After much deliberation I decided that the defender bonnets must be fitted higher up the bulkhead.

I fitted the bonnet to the old series bulkhead & measured 17mm up to the bend in the bulkhead.

A shopping trip to Ely a few days later gave me the opportunity to scour the car park for defenders & I spotted one & estimated the bonnet was only 6-7mm below the bend.

On returning home I satisfied myself that I can shorten the series hinges (vertically) by 10mm.

That’s the Z axis sorted then, now for the Y

I had measured both the basic & deluxe (I believe that is what the extended nose versions are called) bonnets as the same width, but as I was searching for every last mm I decided to put them together to see if there was any difference. The width at the bulkhead was the same, but the front is wider which means that the taper is different which means that it is wider at the servo which means that’s the one I will be using!

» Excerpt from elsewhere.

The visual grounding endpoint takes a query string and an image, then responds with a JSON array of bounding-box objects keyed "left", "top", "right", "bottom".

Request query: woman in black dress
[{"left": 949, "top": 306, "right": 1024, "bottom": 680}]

When I say one I mean two, as the one that came with the donor has a good frame & a naff panel & one that I got from Daan has a naff frame & a good panel .

Looking at the vehicle sitting in the garage, it doesn’t look that much different than it did 3 months ago, but I’ve convinced myself it’s all coming together & I am aiming to have it sitting on it’s wheels by the end of the year.